Unreal Overflows marie donc d’un côté, le Death tranchant mais très mélodique de Carcass période Heartwork (avec un chant 100% Jeff Walkerien), et le goût technique de Death, Atheist, Cynic, Pestilence et consorts, avec quelques rythmes bien complexes et un son de basse bien présent. Sur pas mal de points, Unreal Overflows sonne même assez old-school, bien que False Welfare possédait un son assez moderne. Latent s’autorise déjà un petit retour en arrière de ce point de vue, mais la plupart des rythmiques sont tout de même bien puissantes, ce sont surtout les leads qui ont une forte saveur de nineties (ainsi que le chant criard). Ni totalement old-school ni vraiment moderne, la production de Latent convient bien au style pratiqué, et offre beaucoup de relief. Pour ce qui est du fond, il n’y aura donc pas vraiment de surprise pour qui avait bien digéré les deux premiers albums des Espagnols. On retrouvera donc bon nombre de rythmiques techniques, tout de même assez appuyées, sans partir dans des délires jazzy ; et bien évidemment de nombreux leads qui amènent une forte emphase mélodique à Latent, peut-être même encore plus que sur les deux précédents opus du groupe. "The Worst Beginning" qui ouvre l’album annonce donc déjà la couleur, très mélodique, mais des fulgurances techniques apparaissent déjà et surtout se font aisément remarquer. Unreal Overflows semble donc avoir définitivement trouvé son équilibre, en témoigne notamment un morceau comme "The Obsolete Resource", où le combo espagnol distille toute son inspiration. On est donc parti pour 37 minutes de Mélodeath technique très bien branlé, souvent efficace et facilement accrocheur, qui s’offre d’ailleurs déjà en deuxième position un sacré tube, l’excellent "Stories of Uncertain Morals" aux rythmiques furibondes et aux mélodies léchées, même si la technique l’emporte souvent et ce de manière très couillue.

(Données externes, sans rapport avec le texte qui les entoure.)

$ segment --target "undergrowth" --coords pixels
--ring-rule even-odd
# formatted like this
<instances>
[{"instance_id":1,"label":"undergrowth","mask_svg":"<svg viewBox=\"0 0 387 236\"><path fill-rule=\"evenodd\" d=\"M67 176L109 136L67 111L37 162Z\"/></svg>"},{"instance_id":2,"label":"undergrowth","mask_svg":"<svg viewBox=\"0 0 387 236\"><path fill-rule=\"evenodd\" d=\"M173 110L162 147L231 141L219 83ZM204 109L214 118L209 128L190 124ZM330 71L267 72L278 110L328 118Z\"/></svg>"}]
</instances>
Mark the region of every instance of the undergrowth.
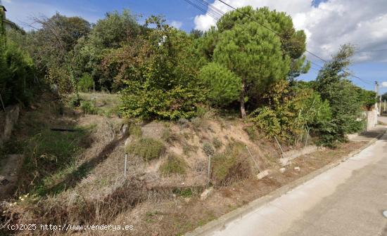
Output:
<instances>
[{"instance_id":1,"label":"undergrowth","mask_svg":"<svg viewBox=\"0 0 387 236\"><path fill-rule=\"evenodd\" d=\"M126 151L149 161L160 157L165 152L165 146L153 138L141 138L127 145Z\"/></svg>"},{"instance_id":2,"label":"undergrowth","mask_svg":"<svg viewBox=\"0 0 387 236\"><path fill-rule=\"evenodd\" d=\"M248 157L241 143L229 144L212 159L212 180L215 185L228 185L250 175Z\"/></svg>"},{"instance_id":3,"label":"undergrowth","mask_svg":"<svg viewBox=\"0 0 387 236\"><path fill-rule=\"evenodd\" d=\"M167 160L160 166L159 171L163 176L177 173L184 175L188 165L183 158L175 154L170 154Z\"/></svg>"}]
</instances>

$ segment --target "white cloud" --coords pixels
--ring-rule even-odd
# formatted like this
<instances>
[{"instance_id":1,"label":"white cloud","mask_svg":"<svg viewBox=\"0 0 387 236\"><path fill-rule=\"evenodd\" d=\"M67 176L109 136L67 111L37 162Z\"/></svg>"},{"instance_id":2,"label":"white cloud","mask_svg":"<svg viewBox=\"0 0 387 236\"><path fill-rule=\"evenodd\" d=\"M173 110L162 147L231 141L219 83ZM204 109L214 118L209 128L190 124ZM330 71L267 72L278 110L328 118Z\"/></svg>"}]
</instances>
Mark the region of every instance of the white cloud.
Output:
<instances>
[{"instance_id":1,"label":"white cloud","mask_svg":"<svg viewBox=\"0 0 387 236\"><path fill-rule=\"evenodd\" d=\"M171 22L171 26L175 27L176 29L180 29L183 25L183 22L181 21L172 20Z\"/></svg>"},{"instance_id":2,"label":"white cloud","mask_svg":"<svg viewBox=\"0 0 387 236\"><path fill-rule=\"evenodd\" d=\"M284 11L293 18L295 27L305 32L307 49L328 59L340 45L350 43L362 51L387 48L387 1L328 0L313 6L310 0L227 0L231 6L268 6ZM219 1L212 6L227 12L231 10ZM208 13L214 14L208 11ZM216 20L208 14L196 15L195 28L207 30ZM310 58L312 60L315 58ZM387 53L363 52L355 60L387 62Z\"/></svg>"}]
</instances>

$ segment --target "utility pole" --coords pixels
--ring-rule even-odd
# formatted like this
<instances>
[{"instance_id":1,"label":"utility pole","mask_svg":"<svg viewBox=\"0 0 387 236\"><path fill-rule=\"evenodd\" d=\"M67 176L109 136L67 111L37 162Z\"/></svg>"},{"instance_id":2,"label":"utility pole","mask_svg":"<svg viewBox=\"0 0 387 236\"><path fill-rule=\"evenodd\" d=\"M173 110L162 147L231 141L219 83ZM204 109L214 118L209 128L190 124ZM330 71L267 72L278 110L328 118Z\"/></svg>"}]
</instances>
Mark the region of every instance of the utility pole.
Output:
<instances>
[{"instance_id":1,"label":"utility pole","mask_svg":"<svg viewBox=\"0 0 387 236\"><path fill-rule=\"evenodd\" d=\"M384 105L386 107L386 105ZM379 96L379 115L381 114L381 95Z\"/></svg>"},{"instance_id":2,"label":"utility pole","mask_svg":"<svg viewBox=\"0 0 387 236\"><path fill-rule=\"evenodd\" d=\"M378 107L379 84L377 81L375 81L375 93L376 93L376 97L375 98L376 98L375 101L375 110L379 111L379 107Z\"/></svg>"}]
</instances>

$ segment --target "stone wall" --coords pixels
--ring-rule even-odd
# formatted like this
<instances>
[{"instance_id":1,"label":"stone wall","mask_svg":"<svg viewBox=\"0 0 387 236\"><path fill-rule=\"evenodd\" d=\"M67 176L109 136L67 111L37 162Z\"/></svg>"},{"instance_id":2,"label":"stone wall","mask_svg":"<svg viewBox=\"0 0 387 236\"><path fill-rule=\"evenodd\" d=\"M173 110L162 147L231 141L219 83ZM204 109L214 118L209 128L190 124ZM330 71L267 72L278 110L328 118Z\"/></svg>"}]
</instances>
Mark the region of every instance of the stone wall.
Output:
<instances>
[{"instance_id":1,"label":"stone wall","mask_svg":"<svg viewBox=\"0 0 387 236\"><path fill-rule=\"evenodd\" d=\"M11 137L12 129L18 122L20 112L19 105L12 105L6 108L6 112L0 112L0 147Z\"/></svg>"},{"instance_id":2,"label":"stone wall","mask_svg":"<svg viewBox=\"0 0 387 236\"><path fill-rule=\"evenodd\" d=\"M376 109L367 112L367 131L375 127L378 124L378 111Z\"/></svg>"}]
</instances>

Des morceaux comme "Human Obscenity State" avec ses rythmiques très entraînantes, "Rusted Supremacy" et son côté plus direct et tranchant résolument technique mais où les leads s’affirment aussi, ou encore le final salvateur "Reflex Action" avec encore des leads bien techniques et des grosses rythmiques (avec à la clé un passage thrashy bien cossu) tirent leur épingle du jeu. Mais sur Latent, Unreal Overflows passe parfois un peu à côté de son sujet, notamment dès qu’il abaisse trop le tempo pour pouvoir continuer à nous emporter dans son univers de technique ("Reversal", "The Project" qui est assez poussif par moments), où lorsqu’il s’avère parfois encore trop proche de ses influences et celle de Carcass en particulier (l’intro de "Reversal", "Abiding Decay" qui ne convainc pas malgré son bon équilibre mélodies/dureté et sa basse très présente, "The Project"). Au final, Latent est légèrement hétérogène. Et 12 ans après Architecture Of Incomprehension, Unreal Overflows n’arrive hélas pas encore à l’aboutissement de sa musique, et en l’état Latent son troisième album sera au bout un peu moins bon que ses deux prédécesseurs. En 17 ans de carrière maintenant, Unreal Overflows semble encore bloqué dans son statut d’espoir, à un potentiel qui n’arrive pas encore à exploser. Il y a tout de même de quoi faire au sein de cet album que l’on pourra trouver un peu court aussi (surtout que le groupe reste efficace et ne part jamais dans des progressions interminables, un seul morceau dépasse (de peu) les 5 minutes d’ailleurs), que ça soit au niveau de la technicité de la section rythmique ou des mélodies, même si elles manquent d’originalité et transpirent encore de glorieuses influences. Latent n’en est pas moins un bon « petit » album de Death technique mélodique, qui se laisse facilement apprécier. On en attendait peut-être plus du géniteur de Architecture Of Incomprehension et False Welfare surtout après 6 nouvelles années de gestation, mais Latent ne lui fait pas honte (sauf peut-être pour la pochette un peu moche…) et saura être apprécié de tout amateur du genre. Et Unreal Overflows reste toujours un porte-drapeau plus qu’honnête de la scène Metal espagnole…
Tracklist de Latent :
1. The Worst Beginning (3:52)
2. Stories of Uncertain Morals (4:37)
3. Reversal (4:39)
4. The Obsolete Resource (4:18)
5. Human Obscenity State (3:58)
6. Abiding Decay (3:41)
7. Rusted Supremacy (2:43)
8. The Project (5:03)
9. Reflex Action (3:52)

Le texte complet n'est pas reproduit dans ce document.